I saw only four to six people on the island, sitting around sunning themselves or behind the counter of the odd expensive looking boutique. The other inhabitants of the island were a solitary cat and a trio of ducks who insisted on following me around. I have a feeling that tourists feed those ducks enough for the quacking four-legged beings to get excited when they find a two-legged one walking around unsuspectingly. So, I was stalked by ducks.
In between Isola dei Pescatori and Isola Bella, I spotted the Islet of Malghera which is known as Lovers’ Island and stands out of the lake as a small outcrop swathed in dark vegetation. Its beach, I am sure would be the perfect spot for some sunbathing and skinny dipping. But the boat does not make a stop there. As also it did not make a trip to Isola Madre because of the season I had chosen to visit Lake Maggiore in. And I had really fixated on the gorgeous Renaissance palace that looms over Isola Madre even as I had spied it from Stresa. It is supposed to be quite the paradise-on-earth kind of an island.
Within about an hour and a half I was back in Stresa. With six hours at hand before I could catch the train back to Milan. I spent time mooching around the promenade with its surreal view over Lake Maggiore and the majestic Alps. I sat and read on stone benches by the promenade and I daydreamed about how it must have beguiled Dickens and Lord Byron with its beauty. Had they sat on the same spot as me?
The town acquired the tag of a tourist destination for the wealthy during the 19th century when grand villas came up on it. The Simplon Tunnel opening up and passing through Stresa in 1906 certainly did the rest. The beautiful people of the Belle Époque adopted Stresa as their own favourite spa town and it never looked back as a haunt of the rich and the famous.
I spent time lunching for a lengthy couple of hours at a café by the promenade and then, later, when I could not stand sitting on the promenade any more, I decided to walk up to Mount Mottarone. As soon as I reached the main road leading up to the mountain, I was the recipient of honks and suspicious looks from Carabinieri passing by. The road was flanked by snow piled high on the sides. A hike to Mottarone was beyond the realms of possibility and the cable car to it not plying at the time – with a huge sigh I gave up on dreams of seeing the seven Italian lakes from atop the Mottarone and scurried back into town.
My last hours in Stresa were spent shivering on the promenade. Oh, it was unaccountably freezing, that evening. I did take refuge in a café for a long, long time over a few cups of coffee and pastries. The only people who sat as long in the café were a trio of women.
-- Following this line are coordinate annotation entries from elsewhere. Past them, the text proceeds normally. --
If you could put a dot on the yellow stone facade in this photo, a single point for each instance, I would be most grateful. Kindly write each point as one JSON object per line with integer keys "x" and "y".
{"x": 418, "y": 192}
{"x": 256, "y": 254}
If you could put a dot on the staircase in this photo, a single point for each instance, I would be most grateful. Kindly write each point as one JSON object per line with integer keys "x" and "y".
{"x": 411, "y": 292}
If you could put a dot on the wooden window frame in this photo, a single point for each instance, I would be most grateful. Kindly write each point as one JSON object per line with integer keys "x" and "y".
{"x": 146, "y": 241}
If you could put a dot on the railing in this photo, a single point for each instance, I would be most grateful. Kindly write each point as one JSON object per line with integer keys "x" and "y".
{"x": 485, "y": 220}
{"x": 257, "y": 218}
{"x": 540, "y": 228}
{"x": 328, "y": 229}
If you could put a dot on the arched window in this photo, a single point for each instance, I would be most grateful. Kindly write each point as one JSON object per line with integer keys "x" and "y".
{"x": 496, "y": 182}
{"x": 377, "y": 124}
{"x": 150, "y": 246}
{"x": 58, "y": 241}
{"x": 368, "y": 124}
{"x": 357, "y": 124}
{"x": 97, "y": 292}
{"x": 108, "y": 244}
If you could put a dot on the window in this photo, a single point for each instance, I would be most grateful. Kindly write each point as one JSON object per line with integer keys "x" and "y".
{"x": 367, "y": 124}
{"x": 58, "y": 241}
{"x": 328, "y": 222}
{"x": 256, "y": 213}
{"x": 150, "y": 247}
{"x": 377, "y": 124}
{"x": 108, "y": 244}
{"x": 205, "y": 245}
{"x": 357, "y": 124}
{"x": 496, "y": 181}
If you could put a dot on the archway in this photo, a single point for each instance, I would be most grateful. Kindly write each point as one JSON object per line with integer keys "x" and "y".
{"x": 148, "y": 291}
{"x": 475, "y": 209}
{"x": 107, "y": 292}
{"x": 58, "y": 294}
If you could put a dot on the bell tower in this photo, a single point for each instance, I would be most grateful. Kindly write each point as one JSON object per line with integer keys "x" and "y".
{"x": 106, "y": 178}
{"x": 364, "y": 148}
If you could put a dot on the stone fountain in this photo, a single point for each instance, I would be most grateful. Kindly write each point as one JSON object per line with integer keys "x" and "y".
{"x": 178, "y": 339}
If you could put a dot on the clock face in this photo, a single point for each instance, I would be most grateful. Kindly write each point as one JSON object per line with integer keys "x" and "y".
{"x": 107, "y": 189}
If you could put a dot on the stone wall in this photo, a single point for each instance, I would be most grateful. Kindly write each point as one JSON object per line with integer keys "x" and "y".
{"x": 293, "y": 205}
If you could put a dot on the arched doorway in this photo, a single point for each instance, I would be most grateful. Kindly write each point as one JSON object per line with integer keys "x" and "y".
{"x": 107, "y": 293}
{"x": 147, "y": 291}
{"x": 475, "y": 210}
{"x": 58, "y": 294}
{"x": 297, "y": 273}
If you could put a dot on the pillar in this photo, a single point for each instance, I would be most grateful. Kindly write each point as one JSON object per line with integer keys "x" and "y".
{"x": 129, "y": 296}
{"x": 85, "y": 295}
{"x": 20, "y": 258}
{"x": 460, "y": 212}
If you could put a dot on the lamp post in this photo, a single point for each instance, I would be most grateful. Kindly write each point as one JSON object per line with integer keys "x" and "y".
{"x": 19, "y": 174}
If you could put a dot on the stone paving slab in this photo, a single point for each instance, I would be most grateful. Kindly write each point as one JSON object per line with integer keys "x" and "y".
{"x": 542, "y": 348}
When they were about to leave, the oldest of them – a dame with white hair, wrinkled skin and the kindest smile – turned to me and chattered away in Italian. From what I could figure out, the middle-aged women were her two bambinas (little girls). With arrivederci and sweet smiles, she left me to my own device.
Thus it was that I finally got on the train from Stresa to Milan. My nerves thoroughly undone.